Mimpi itu yang membuatnya nekad meninggalkan rumah tanpa ada tujuan pasti.
“Saya tinggal kedua orang tua hanya berbekal baju celana, tanpa alas kaki,” katanya mengenang kenekatannya.
Seperti ada yang menuntun batinnya, Mullim hanya berpikir hendak menitipkan di salah satu yayasan di Dili Timor Leste.
Muallim pernah mendengar tentang Yayasan Al Yakin yang dikelola Mari Alkatere, mantan perdana menteri timor leste.
Tampaknya yayasan itu hanya menampung anak- anak muslim.
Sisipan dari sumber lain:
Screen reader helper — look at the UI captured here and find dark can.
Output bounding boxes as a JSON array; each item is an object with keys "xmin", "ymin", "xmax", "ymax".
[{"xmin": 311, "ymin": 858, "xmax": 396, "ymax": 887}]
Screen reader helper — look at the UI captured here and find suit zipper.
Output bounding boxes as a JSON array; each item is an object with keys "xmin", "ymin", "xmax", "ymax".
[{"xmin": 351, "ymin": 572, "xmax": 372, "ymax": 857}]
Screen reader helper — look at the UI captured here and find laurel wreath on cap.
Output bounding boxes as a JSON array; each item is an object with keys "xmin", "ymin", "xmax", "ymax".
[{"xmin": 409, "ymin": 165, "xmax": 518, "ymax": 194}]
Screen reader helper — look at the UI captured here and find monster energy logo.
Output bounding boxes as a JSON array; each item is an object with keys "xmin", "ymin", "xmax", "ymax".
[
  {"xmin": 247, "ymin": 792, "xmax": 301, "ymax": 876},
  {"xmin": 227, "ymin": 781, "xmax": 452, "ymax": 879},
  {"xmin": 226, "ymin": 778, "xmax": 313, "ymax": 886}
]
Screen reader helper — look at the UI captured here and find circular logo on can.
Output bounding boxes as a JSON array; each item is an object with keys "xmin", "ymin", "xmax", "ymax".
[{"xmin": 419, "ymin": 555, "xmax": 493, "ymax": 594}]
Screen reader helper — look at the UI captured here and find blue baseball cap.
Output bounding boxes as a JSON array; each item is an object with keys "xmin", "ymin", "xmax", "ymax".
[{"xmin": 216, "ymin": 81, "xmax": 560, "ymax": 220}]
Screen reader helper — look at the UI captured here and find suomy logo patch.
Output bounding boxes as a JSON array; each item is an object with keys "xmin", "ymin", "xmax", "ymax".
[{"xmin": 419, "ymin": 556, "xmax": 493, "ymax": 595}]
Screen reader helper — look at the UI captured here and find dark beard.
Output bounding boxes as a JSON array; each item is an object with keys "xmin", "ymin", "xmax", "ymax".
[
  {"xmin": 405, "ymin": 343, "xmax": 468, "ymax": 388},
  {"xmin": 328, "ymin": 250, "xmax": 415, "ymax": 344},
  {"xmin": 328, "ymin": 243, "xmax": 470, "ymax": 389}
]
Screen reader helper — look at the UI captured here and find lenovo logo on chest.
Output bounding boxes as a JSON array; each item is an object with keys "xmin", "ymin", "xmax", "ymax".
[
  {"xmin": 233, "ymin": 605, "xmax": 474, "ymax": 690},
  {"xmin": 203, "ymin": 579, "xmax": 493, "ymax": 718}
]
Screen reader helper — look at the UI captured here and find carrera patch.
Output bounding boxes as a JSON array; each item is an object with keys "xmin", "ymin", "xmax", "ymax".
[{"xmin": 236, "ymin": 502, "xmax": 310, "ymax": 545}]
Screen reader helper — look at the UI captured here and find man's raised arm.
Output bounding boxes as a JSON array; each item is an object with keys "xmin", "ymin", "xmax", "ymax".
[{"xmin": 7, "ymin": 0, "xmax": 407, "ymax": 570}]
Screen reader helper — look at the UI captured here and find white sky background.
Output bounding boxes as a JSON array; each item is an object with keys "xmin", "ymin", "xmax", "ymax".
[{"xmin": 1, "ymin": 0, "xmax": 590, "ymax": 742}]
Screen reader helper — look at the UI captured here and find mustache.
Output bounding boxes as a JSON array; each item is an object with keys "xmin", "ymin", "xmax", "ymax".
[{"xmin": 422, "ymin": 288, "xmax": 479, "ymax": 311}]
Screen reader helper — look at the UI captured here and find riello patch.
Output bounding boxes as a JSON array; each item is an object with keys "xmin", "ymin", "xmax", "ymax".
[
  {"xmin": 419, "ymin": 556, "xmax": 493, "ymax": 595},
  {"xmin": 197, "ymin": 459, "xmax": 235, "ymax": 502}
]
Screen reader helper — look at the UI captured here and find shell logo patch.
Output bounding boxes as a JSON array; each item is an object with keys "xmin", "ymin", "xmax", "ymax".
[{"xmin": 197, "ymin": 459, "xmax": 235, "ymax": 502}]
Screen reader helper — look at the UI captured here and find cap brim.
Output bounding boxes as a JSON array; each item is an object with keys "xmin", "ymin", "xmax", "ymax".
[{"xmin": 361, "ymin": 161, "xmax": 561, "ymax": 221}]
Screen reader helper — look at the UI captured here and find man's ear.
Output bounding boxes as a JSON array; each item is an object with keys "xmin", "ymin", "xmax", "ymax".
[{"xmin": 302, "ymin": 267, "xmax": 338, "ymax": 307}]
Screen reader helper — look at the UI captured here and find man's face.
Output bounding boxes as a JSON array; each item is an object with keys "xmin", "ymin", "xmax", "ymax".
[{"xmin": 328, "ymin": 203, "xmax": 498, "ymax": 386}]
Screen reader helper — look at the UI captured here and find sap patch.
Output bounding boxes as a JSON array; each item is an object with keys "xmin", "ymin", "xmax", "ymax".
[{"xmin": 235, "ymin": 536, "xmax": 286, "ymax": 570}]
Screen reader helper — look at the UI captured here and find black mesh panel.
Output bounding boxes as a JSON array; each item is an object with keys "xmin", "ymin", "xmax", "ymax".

Sementara dibenak Muallim beterbangan kecemasan, jika masuk Islam sudah tentu akan menyebabkan konflil di tengah keluargamya yang masih beragama nasrani.
“Saya mau masuk islam, tapi saya tidak mau di timor, saya di bawa ke Makasar,”
Tutur Muallim.
Melalui saudaranya yang lebih dulu menjadi muallaf, Muallim dikirim ke Makasar. Sebelum menemukan tempat tinggal, Muallim tinggal di masjid Perumahan Dosen UMI (Universitas Muslim Indonesia) Makasar.
Tak beberapa lama, agar dapat menempuh pendidikan Agama, Mualim masuk Pesantren Mujahidin Makasar, selama 3 tahunan.
*Selama di pesantren saya gak betah menjalaninya,” katanya.
Karena merasa tertekan, Muallim kabur dari pesantren, menumpang tidur di Masjid dekat pasar Pangkajene.
Memperhatikan anak yang sedang terlantar, seorang kepala pasar Pangkajene, Puang Liwang memungutnya.
“Sejak itu saya bekerja bikin tambak selama 3 tahun,” kenangnya.
Setelah tiga tahun keberadaan Muallim diketahui saudara – saudaranya sesama Timor Leste. Muallim dikirim ke Bondowoso Jawa Timur untuk menempuh pelajaran di bawah bimbingan KH Masruri Abdul Muhid LC, pengasuh ponpes Darul Istiqomah Pakuniran.
“Saya tinggal di pesantren selama 3 tahun, sampai kelas 3 Setingkat SMP,” katanya.
Selama tinggal di pesantren Muallim sering sakit sakitan hingga hampir mati.
Gak kuat di pesantren, Mullim memutuskan pindah ke Surabaya, Bendul Merisi. Sekali lagi tujuannya masih menumpang hidup Masuk panti asuhan, sambil melanjutkan Sekolah di SMA Yapita Surabaya.
Muallim remaja sempat mengukir prestasi sebagai juara 1 lomba pidato bahasa arab tingkat surabaya.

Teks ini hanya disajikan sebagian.